Gallagher P M, Naughten E, Hanson N Q, Schwichtenberg K, Bignell M, Yuan M, Ward P, Yap S, Whitehead A S, Tsai M Y
Neuropathology Department, Beaumont Hospital, Dublin, 9, Ireland.
Mol Genet Metab. 1998 Dec;65(4):298-302. doi: 10.1006/mgme.1998.2771.

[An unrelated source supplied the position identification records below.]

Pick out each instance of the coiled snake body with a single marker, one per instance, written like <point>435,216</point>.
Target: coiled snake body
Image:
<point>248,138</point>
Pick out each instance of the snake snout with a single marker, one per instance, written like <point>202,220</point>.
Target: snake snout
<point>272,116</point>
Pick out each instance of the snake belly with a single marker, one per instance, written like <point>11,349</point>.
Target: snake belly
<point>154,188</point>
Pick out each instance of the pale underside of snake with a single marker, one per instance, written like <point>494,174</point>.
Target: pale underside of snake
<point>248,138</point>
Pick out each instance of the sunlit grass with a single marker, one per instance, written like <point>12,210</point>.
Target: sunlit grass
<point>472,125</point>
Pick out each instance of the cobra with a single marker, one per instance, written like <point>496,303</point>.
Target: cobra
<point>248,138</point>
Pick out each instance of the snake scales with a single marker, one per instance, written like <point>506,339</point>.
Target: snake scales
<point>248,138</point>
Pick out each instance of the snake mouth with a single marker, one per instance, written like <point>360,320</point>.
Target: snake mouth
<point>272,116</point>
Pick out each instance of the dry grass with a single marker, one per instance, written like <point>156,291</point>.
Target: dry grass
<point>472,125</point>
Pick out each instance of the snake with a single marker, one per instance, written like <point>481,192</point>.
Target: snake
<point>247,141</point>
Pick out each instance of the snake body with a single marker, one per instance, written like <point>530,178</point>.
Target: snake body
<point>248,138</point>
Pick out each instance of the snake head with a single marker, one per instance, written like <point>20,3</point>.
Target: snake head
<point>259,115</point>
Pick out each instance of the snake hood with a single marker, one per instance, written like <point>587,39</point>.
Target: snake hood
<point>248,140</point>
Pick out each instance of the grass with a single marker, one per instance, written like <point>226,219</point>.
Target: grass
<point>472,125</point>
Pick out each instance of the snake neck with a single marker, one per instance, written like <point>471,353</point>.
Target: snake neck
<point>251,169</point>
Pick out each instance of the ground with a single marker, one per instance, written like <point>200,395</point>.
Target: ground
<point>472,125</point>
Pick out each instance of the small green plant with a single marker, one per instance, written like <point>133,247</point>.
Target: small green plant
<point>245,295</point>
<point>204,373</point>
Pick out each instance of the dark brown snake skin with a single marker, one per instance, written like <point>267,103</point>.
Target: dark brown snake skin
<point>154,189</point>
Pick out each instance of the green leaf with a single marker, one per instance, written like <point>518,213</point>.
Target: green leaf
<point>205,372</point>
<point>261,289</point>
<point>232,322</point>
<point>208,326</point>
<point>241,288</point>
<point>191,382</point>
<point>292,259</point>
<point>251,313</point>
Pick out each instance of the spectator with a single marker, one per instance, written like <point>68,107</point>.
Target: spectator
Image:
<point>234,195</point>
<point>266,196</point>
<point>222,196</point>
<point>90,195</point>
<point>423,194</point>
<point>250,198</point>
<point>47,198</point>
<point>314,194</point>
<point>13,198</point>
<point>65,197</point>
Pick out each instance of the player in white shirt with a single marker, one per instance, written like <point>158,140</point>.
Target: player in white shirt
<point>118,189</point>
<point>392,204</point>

We used single-strand conformational polymorphism and nucleotide sequencing to characterize defective cystathionine beta-synthase gene alleles in 18 independent Irish patients with homocystinuria. Six mutations were detected, three of which have been reported previously and three of which were novel. The novel mutations include T302C (L101P), C684G (N228K), and G1063C (A354P). Of the three, only T302C (L101P) was somewhat prevalent, being found in 3 of 37 independent alleles.
我们使用单链构象多态性和核苷酸测序技术,对18例独立的爱尔兰同型胱氨酸尿症患者中存在缺陷的胱硫醚β合酶基因等位基因进行了特征分析。检测到6种突变,其中3种先前已有报道,3种为新发现的突变。新发现的突变包括T302C(L101P)、C684G(N228K)和G1063C(A354P)。在这3种突变中,只有T302C(L101P)较为常见,在37个独立等位基因中有3个出现该突变。